NewPublicHealth: The buzz about San Diego is that you’re working hard toward population health improvement.

Nick Macchione: I think the excitement about San Diego is that we have earned a reputation as a health innovation zone by having a collective impact on health and wellness. Our deeds demonstrate our words because over the past decade there have been five major broad-based population health improvements: reduction of heart disease and stroke; reduction of cancer rates; reduction of childhood obesity; reduction of infant mortality; and reduction of children in foster care. That reduction is extremely important to population health because we also look at the social determinants of health and not just pure health care.

We've taken an ecological approach to population health—working with partners across all sectors and coming together not just from traditional health care but beyond that to public health, social services, business, community, schools and the faith community.

And we’ve done that in the context of optimizing existing resources to improve outcomes. We’ve been blessed with a lot of competitive federal grants and philanthropy investments, but really the framework is how we leverage and optimize what we have first before we go and seek to augment with other resources. That has worked exceptionally well and that’s earned us that innovation zone reputation.
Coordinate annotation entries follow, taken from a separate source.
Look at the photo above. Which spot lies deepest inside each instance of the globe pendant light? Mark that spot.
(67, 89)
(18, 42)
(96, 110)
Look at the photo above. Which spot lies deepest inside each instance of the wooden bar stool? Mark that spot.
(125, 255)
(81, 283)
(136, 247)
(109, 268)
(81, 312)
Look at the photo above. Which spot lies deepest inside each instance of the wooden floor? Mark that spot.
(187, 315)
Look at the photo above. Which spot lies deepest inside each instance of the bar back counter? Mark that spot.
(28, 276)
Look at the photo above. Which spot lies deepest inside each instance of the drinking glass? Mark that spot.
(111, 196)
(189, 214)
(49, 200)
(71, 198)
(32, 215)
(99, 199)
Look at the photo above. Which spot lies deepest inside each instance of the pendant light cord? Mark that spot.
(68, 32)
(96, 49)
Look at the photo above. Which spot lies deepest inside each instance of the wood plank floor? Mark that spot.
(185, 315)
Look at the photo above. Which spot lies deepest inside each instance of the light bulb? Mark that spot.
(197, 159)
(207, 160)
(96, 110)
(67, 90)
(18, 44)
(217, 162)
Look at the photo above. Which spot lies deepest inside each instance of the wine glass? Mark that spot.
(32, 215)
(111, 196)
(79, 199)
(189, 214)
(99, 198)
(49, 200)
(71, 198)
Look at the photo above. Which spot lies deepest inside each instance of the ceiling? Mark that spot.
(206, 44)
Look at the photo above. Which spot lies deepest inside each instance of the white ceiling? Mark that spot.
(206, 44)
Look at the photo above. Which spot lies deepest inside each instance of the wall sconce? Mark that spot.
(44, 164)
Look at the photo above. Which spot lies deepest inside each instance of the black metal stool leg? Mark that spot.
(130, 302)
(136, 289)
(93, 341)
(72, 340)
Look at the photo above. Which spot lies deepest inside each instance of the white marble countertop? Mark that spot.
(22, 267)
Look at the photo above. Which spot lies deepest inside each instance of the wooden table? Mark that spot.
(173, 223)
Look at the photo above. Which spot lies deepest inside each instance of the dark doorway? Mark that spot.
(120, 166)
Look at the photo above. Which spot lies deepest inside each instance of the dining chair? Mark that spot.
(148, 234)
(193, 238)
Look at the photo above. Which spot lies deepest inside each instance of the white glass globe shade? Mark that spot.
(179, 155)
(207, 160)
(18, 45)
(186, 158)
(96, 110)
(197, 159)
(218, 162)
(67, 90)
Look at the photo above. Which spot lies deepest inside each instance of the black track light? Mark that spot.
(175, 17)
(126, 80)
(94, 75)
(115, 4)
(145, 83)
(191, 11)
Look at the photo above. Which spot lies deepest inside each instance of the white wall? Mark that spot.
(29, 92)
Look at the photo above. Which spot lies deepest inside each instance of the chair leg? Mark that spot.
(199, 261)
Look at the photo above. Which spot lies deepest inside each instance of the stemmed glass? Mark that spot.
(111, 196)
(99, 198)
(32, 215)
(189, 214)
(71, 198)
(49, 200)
NPH: Tell us about Live Well San Diego.

Macchione: Live Well San Diego is a comprehensive public health initiative that involves widespread community partnerships to address the root causes of illness and rising health care costs. The tagline is healthy, safe and thriving. We think it’s a great template that communities can use, it’s transferable because San Diego has every imaginable bio-climate except a tropical rainforest. So we have desert towns, we have rural communities, we have mountain villages, we have beach towns and everything in between urban core. We also call it Project 1 Percent because 1 percent of San Diego represents the nation both in its diversity and its population. So, if we can achieve what we're achieving on advancing population based health in a broad scale it can be demonstrated throughout the country.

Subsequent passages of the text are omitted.